Presse
Les Echos | Le courage de la verite (par Jerome Cahuzac)
19 mars 2012
Par Jérôme Cahuzac, Président de la Commission des Finances à l'Assemblée nationale
Le projet de François Hollande prévoit un rétablissement de nos finances publiques cohérent avec la loi de Finances pluriannuelle votée par le Parlement et respectueux de nos engagements européens. Honorer la parole de la France est en effet indispensable pour que notre pays retrouve une voix forte.

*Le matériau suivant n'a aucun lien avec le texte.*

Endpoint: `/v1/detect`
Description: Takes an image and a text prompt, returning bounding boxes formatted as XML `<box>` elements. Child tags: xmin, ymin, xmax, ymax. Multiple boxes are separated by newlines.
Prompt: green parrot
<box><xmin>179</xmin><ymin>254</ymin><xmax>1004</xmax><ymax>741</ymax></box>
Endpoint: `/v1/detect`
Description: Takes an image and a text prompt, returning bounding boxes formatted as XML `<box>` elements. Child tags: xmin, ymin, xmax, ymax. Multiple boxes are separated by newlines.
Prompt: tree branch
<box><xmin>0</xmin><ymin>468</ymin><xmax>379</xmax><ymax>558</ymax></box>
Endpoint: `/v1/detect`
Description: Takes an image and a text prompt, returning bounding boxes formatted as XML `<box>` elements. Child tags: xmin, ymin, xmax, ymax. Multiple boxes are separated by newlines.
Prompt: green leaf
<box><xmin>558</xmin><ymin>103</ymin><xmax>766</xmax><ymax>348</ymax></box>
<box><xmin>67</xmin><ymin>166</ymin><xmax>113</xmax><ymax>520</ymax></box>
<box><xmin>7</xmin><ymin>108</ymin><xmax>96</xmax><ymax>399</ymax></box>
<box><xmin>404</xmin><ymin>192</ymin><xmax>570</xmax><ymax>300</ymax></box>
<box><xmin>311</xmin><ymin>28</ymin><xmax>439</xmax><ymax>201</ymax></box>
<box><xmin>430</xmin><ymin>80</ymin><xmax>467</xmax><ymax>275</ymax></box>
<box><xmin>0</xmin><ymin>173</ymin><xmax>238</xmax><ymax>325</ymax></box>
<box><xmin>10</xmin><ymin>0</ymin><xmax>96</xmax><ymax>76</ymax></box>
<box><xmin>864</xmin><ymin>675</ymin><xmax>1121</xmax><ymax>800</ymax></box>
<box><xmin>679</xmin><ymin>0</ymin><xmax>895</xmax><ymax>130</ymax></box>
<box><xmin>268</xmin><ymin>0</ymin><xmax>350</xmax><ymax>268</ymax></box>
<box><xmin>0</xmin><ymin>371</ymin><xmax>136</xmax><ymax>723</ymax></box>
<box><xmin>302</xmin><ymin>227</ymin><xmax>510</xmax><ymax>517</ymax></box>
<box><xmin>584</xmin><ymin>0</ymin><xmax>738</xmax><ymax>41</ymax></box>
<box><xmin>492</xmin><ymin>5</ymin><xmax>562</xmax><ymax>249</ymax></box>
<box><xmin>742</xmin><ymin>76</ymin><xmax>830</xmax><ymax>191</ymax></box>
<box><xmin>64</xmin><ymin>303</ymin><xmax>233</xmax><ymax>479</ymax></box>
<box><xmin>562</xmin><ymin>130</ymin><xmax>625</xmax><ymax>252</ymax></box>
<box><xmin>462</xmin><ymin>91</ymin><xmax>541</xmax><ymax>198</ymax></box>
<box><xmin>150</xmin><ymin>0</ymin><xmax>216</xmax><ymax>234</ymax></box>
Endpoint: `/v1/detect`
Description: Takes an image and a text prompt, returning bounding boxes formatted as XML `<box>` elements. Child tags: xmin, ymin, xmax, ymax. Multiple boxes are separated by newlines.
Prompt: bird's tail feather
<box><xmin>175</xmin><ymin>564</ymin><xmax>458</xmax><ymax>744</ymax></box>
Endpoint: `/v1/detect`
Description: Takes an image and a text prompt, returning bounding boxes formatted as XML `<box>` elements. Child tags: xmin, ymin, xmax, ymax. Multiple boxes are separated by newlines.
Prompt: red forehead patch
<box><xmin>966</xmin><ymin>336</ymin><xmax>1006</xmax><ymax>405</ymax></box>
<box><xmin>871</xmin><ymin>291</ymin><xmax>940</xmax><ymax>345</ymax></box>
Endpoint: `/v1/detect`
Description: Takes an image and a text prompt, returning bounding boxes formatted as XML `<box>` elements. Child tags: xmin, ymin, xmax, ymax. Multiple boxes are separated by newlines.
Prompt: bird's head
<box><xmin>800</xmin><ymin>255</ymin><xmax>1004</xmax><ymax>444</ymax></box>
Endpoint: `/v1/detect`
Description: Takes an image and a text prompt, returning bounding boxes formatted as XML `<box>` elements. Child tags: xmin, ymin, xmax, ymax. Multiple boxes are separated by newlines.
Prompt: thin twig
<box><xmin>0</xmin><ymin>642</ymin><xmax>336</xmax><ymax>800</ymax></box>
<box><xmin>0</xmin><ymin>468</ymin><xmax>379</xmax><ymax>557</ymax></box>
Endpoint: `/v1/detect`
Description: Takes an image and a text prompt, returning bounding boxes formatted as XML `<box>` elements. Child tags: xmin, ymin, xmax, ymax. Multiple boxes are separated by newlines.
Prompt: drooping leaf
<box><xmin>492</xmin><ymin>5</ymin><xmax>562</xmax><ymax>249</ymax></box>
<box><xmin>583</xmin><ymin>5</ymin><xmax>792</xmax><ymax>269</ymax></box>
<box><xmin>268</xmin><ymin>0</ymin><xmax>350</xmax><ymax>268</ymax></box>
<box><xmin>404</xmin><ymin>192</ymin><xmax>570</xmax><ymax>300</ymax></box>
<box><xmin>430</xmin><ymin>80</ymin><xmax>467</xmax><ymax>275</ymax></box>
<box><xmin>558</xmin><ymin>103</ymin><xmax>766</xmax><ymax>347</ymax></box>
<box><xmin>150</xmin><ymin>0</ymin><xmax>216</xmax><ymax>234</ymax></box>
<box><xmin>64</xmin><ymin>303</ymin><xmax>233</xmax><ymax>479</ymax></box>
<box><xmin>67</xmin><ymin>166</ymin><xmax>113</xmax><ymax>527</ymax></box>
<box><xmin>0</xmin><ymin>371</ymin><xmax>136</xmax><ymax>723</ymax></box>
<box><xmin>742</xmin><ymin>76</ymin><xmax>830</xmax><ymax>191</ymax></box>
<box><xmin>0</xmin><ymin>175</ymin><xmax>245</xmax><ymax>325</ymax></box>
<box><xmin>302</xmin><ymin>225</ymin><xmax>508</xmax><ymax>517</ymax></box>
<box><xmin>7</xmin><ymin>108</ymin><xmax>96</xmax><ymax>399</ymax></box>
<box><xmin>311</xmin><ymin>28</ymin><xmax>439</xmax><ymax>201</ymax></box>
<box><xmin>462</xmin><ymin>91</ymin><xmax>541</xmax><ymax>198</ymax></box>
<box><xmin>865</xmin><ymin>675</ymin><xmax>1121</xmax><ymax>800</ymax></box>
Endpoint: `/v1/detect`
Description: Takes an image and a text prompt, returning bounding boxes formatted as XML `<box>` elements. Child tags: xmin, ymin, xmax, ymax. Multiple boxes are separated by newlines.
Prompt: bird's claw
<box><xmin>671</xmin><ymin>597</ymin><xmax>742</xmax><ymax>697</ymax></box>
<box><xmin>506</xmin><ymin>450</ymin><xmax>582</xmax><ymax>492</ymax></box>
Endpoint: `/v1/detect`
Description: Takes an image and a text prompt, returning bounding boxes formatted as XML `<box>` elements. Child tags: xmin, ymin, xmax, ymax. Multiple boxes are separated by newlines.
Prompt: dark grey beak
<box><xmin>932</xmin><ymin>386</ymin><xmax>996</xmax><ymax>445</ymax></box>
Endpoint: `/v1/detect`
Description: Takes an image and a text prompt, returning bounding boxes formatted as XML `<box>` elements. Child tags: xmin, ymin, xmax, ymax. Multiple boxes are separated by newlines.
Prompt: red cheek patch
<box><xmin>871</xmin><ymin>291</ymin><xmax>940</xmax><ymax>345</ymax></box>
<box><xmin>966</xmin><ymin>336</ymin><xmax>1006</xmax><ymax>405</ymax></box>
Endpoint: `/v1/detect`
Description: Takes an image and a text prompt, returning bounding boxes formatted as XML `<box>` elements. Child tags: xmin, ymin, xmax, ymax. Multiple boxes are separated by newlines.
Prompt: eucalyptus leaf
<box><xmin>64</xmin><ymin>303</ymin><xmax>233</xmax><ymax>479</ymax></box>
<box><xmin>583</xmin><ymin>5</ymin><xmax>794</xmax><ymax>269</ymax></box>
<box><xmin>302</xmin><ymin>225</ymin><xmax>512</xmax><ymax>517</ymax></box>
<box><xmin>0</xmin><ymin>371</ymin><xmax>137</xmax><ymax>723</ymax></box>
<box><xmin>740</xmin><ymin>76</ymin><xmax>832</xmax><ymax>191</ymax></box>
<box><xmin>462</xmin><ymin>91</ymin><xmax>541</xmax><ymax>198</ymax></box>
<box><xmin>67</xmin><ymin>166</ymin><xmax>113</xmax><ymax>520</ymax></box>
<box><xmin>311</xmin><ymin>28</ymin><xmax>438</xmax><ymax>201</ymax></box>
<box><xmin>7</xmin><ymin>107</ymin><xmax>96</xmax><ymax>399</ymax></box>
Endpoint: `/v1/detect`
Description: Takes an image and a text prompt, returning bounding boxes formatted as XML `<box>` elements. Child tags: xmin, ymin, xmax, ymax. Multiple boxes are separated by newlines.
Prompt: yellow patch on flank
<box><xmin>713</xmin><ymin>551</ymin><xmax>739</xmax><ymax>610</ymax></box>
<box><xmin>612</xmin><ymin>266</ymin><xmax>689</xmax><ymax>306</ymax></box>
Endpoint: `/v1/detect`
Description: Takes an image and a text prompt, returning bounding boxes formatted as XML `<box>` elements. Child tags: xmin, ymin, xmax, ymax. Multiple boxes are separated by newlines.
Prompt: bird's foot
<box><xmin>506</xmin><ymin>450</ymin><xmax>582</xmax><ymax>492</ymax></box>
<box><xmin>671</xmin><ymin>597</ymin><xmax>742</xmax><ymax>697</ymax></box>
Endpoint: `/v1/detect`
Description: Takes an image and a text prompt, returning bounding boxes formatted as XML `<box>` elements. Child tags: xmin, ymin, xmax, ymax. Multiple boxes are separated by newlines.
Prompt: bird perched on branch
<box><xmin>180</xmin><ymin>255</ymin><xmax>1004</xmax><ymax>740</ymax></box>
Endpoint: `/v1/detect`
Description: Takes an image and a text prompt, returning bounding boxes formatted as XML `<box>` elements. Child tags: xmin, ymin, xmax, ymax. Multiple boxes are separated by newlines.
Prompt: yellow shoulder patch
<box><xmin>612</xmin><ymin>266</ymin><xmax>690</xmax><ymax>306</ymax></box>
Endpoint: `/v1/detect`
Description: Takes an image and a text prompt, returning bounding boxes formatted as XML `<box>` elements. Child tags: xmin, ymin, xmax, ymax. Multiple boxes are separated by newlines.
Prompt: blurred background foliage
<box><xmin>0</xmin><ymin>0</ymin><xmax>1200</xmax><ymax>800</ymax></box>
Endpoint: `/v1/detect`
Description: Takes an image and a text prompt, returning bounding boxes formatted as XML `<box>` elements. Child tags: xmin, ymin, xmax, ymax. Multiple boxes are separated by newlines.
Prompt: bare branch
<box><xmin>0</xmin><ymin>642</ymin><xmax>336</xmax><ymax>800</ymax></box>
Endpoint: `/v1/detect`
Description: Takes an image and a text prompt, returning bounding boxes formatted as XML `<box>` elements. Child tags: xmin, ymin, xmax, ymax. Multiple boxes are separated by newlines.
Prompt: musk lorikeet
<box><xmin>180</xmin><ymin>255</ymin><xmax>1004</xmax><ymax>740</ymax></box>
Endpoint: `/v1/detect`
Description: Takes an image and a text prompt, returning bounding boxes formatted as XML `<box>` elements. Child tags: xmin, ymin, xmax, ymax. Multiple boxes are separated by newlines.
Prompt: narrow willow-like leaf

Il suffit pour s'en convaincre d'observer ce que fut, a contrario, la perte de crédibilité de notre pays après que Nicolas Sarkozy a indiqué, en juillet 2007, qu'il ne respecterait pas les engagements de retour à l'équilibre budgétaire que son prédécesseur avait pris au nom de la France. L'effort proposé par François Hollande est de 29 milliards d'euros et il sera complété, avec des hypothèses de croissance clairement indiquées, par une baisse de 2,6 points de PIB en 2017 de la dépense publique, soit 50 milliards d'euros. Quant à l'enveloppe finançant les mesures nouvelles, elle est de 20 milliards d'euros. Avant d'être demandés, ces efforts seront précédés d'une réforme fiscale reposant sur un principe simple : ceux qui peuvent le plus contribueront le plus.
L'examen par l'Institut Montaigne de ces deux enveloppes de recettes indique un montant de 13 % - 6 milliards d'euros -de moins qu'annoncé par François Hollande lors de la présentation de son projet. Cette expertise, judicieuse dans son principe, comporte des erreurs d'assiette et de rendements dont voici les principales.
1. Le produit attendu de l'imposition des revenus du capital comme les revenus du travail est calculé par l'Institut sur une assiette qui ne tient compte ni de la réforme de la fiscalité des dividendes, ni du rétablissement de l'application, selon les modalités ayant prévalu jusqu'en 2004, du barème aux plusvalues immobilières -celles relatives à la résidence principale restant exonérées. Au seul titre des plus-values immobilières, il convient de rajouter 13 milliards d'euros à l'assiette de 18 milliards retenue par l'Institut Montaigne. Le rendement supplémentaire sera d'au moins 2 milliards d'euros.
2. Le rendement de la tranche d'imposition à 45 % a été chiffré sans inclure dans l'assiette les revenus du capital. Le rendement supplémentaire sera d'au moins 250 millions d'euros.
3. La suppression des amortissements dérogatoires semble avoir été chiffrée sur une seule année d'investissement. Or cette disposition sera bien sûr pérenne. L'estimation de l'Institut est donc sous-estimée de 2 milliards d'euros.
4. La remise en cause des avantages supplémentaires consentis en matière de droits de succession en 2007 a été évaluée sans tenir compte de la prolongation à quinze ans de la période de reprise fiscale. Cette mesure représente un rendement d'au moins 400 millions d'euros.
5. Le produit attendu au titre de l'impôt sur la fortune ne tient pas compte, pour des investissements comparables, de l'alignement du taux de la réduction d'ISF pour investissements dans les PME sur celui accordé à l'impôt sur le revenu. Cette mesure de bon sens dégage un rendement de plus de 400 millions d'euros.
Cette liste, non exhaustive, met en évidence une recette supplémentaire de 5 milliards d'euros au moins par rapport au chiffrage de l'Institut Montaigne, dont les travaux semblent indiquer que le chiffrage du projet fut bien objectif et réaliste.
Ce projet suscite des débats car François Hollande indique, lui, clairement ses choix. Il serait temps que le candidat sortant fasse de même et nous indique quels impôts il augmenterait. En effet, les seules mesures fiscales d'ajustement budgétaire déjà votées, les plans Fillon 1 et 2, permettent un surplus de recettes en 2012 de 16 milliards d'euros. Or le candidat sortant prévoit un effort fiscal, incluant les deux plans Fillon, de 40 milliards d'ici à 2016. Bref, il manque au candidat sortant 25 milliards d'euros de recettes. On aimerait, au moins concernant ces impôts inévitables mais pour l'instant non assumés et cachés, qu'il ait le courage de la vérité.